Primary chronic cold agglutinin disease (CAD) is a well-defined clinicopathologic entity in which a specific, clonal lymphoproliferative B-cell bone marrow disorder results in autoimmune hemolytic anemia. The immune hemolysis is entirely complement-dependent, predominantly mediated by activation of the classical pathway and phagocytosis of erythrocytes opsonized with complement protein C3b. Typical clinical features in CAD have diagnostic and therapeutic implications. Pharmacologic treatment should be offered to patients with symptom-producing anemia or disabling circulatory symptoms. CAD should not be treated with corticosteroids. Based on an individualized approach, rituximab monotherapy or rituximab-fludarabine in combination is recommended as first-line therapy. Rituximab-bendamustine is still an investigational therapy.
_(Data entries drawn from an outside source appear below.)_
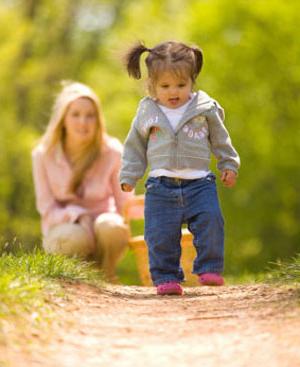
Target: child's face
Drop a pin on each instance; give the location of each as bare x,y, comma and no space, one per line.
172,91
81,121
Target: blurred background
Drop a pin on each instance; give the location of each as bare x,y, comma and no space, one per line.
251,66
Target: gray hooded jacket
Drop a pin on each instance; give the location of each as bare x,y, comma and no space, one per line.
151,140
Although complement-modulating agents are still to be considered experimental in CAD, therapy with the anti-C1s monoclonal antibody TNT009 seems promising.

Figure 1.

Cold agglutinin–associated lymphoproliferative bone marrow disease. Bone marrow trephine biopsy showing intraparenchymatous nodular lymphoid lesions (A-B, hematoxylin and eosin staining, original magnification ×40 and ×200, respectively). Immunoperoxidase staining for CD20 highlights intraparenchymatous nodular B-cell infiltration (C, original magnification ×200). Mast cells are not discerned around the nodular lymphoid lesions (D, Giemsa staining, original magnification ×200). Reprinted from Randen et al with permission.

Figure 2.

Complement-mediated hemolysis in cold agglutinin disease. Antigen-bound CA on the cell surface binds C1q and initiates the classical complement pathway. C1 esterase activates C2 and C4, generating C3 convertase, which results in the cleavage of C3 to C3a and C3b. Upon warming to 37°C, CA detaches from the cell, allowing agglutinated erythrocytes to separate, whereas C3b remains bound. A proportion of the C3b-coated cells is sequestered by macrophages of the reticuloendothelial system, mainly in the liver. On the surface of the surviving RBCs, C3b is cleaved, leaving high numbers of C3d molecules on the cell surface. In some situations, complement activation may proceed beyond the C3b step with cleavage of C5, resulting in activation of the terminal pathway and intravascular hemolysis. C, complement protein. Reprinted from Berentsen and Sundic with permission.

Figure 3.

TNT003 prevents complement C3 deposition and phagocytosis of RBCs exposed to CAD patient plasma in the presence of normal human serum. Representative assay using a single patient sample. IC, internal control; NHS, normal human serum. Columns below blue bar represent measurements after addition of cold agglutinin (patient plasma). Reprinted from Shi et al.